The "after New Years" sale on fireworks must have been incredible, and my thrifty neighbors have taken full advantage. Its like the 4th of July - every day! My dogs are as rattled as I am when Jerry looks at my body work. I do drool a bit less though. So, after another intense inspection - all is ok - time to prep the car. A light sanding to expose fresh metal, lots of compressed air - and a final wipe down with "Whip Out" - and I am ready for the "primer class". Another "suggestion" on the primer, we are using "Slick Sand", and a fairly high end version of that. We go over the plan:
Its explained that it is like spray body filler. We are going to put a bunch of it on, and take a bunch of it off. Using the 80 grit sand paper, and the paint sticks we just used on the body filler. So, its kinda the same as what we just spent a month doing...."No", Jerry says, but it sounds like it to me...All along Jerry has been telling me we will use 3 coats - sanding the first one with 80 grit, the second with 180, and the final with 400 wet. I got all that. Now he is talking about hitting the car 3 times right now. With no sanding in between. As lost as a Second Lieutenant with a map and compass, I point out this glaring discrepancy in the plan. Turns out I wasn't paying proper attention - my idea of a "coat" and a painters are not the same thing! We are going to cover the car 3 times for EACH coat. That's 9 times, for those of you as dim as me. But, if my body work doesn't suck too bad, we may only go around twice on the last coat. Have to wait and see...

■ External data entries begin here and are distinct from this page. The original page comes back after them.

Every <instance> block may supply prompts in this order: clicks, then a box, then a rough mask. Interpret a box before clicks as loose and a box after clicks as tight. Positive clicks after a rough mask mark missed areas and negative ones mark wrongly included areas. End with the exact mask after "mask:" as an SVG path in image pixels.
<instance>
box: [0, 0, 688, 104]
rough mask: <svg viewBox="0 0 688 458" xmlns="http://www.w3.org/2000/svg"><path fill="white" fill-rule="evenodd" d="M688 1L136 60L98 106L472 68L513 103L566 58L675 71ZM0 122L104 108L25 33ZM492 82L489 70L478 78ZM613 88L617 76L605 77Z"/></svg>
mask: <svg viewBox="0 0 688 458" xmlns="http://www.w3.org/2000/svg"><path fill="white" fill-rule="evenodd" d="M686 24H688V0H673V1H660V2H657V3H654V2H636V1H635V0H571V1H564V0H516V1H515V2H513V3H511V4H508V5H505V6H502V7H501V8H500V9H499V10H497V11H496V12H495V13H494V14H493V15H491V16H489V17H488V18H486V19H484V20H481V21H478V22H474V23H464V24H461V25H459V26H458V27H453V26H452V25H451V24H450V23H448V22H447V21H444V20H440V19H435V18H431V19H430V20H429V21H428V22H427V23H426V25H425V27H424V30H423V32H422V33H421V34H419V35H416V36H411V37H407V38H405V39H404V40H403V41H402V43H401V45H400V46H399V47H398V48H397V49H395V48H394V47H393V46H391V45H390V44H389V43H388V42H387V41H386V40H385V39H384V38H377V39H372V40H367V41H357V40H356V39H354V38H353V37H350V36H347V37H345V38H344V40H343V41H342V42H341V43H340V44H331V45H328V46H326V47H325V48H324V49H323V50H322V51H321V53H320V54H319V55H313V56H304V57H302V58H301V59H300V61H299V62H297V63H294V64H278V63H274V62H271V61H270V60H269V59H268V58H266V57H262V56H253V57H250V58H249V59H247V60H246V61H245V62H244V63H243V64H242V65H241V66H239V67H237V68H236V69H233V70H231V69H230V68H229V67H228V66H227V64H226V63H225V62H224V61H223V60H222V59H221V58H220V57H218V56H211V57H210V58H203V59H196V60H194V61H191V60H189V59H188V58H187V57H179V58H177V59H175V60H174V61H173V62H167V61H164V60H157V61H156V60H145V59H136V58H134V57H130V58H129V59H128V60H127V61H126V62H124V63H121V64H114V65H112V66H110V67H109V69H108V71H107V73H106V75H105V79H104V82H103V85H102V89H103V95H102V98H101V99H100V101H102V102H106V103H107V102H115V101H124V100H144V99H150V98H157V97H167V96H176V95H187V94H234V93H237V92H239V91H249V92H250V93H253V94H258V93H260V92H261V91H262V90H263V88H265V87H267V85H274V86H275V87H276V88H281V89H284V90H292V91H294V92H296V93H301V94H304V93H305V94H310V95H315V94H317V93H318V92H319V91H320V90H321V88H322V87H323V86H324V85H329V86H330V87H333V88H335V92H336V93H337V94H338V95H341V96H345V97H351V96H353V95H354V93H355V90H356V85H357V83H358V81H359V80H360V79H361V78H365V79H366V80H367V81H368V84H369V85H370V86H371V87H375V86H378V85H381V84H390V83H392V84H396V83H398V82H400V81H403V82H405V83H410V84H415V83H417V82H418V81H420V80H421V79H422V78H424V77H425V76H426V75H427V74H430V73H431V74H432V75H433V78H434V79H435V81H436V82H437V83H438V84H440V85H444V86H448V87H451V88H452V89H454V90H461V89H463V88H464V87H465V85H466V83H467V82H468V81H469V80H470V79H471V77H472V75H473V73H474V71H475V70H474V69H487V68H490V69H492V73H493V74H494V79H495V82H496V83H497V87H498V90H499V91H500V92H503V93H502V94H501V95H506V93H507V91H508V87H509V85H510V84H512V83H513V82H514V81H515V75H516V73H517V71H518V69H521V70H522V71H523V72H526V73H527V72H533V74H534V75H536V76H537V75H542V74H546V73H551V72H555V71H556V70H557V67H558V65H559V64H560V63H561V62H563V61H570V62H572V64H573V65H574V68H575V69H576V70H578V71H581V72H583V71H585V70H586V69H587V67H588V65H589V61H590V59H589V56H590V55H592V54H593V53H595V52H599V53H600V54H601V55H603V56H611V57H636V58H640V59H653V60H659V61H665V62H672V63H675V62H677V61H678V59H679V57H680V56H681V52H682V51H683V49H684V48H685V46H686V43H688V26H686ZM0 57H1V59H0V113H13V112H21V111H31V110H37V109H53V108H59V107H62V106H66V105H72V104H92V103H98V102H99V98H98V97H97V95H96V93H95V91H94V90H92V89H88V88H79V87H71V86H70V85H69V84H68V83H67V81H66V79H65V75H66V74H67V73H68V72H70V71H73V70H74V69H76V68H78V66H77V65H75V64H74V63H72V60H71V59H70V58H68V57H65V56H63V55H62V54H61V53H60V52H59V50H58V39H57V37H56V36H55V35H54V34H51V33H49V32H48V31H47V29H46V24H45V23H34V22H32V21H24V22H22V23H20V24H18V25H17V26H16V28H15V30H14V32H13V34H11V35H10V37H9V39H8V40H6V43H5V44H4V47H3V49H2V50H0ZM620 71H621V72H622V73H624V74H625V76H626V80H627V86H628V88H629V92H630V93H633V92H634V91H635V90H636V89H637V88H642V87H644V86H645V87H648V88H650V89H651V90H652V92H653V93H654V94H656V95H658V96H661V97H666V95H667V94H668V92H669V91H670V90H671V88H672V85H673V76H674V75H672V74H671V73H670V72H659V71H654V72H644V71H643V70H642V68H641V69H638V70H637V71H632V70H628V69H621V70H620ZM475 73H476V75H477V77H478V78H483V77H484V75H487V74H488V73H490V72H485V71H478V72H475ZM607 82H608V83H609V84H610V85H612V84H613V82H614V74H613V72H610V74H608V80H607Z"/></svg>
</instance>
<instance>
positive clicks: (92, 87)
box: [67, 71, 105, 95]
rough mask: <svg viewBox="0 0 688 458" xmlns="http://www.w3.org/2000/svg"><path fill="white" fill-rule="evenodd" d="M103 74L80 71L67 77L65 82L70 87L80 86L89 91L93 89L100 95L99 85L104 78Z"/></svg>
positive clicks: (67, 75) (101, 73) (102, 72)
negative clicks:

So, now its Chemistry 101. But without the Bunsen burners this time. The primer is reduced to the desired flow rate. And we decide thick for the first coat. We will reduce it more each time, so the final is about 20%. Then the science of hardener vs temp/humidity comes to play. It seams as exacting as a politicians moral compass. Kinda like the harder in the body filler. Primer is mixed, and the clock is ticking.
Jerry and I had made a dry-run rehearsal, so we both knew what was coming. He would shoot the first pass, I would shoot the second, and he was going to "clean up" on the 3rd. The only part we didn't practice was that he was going to do his "Drill Instructor SGT Simpson" impersonation over my shoulder during the second pass. It felt like I was home...on Parris Island again. His instruction was easy to follow: "FASTER!!!....SLOWER!!!....FEATHER!!!....MORE TRIGGER!!!....". I expected to get the command "MOUNTAIN CLIMBERS TILL YOU DIE - GO!", but it never came. Instead we had a debrief on what went well, and what I needed to work on - there were 6 more passes to go - and then color and clear coat. Jerry said he wasn't yelling, just talking loud enough to be heard over the compressor - but he never did explain the "bony maggot" reference...
Last step was the paint gun clean up. Turns out, if you ask a bunch of dumb questions, and that delays cleaning out the gun, the primer will harden in the gun. I got the bonus class on how to break the gun all the way down and clean it. I didn't bring it up, but, I kinda wanted to grab a stop watch and blindfold, and have Jerry put it back together.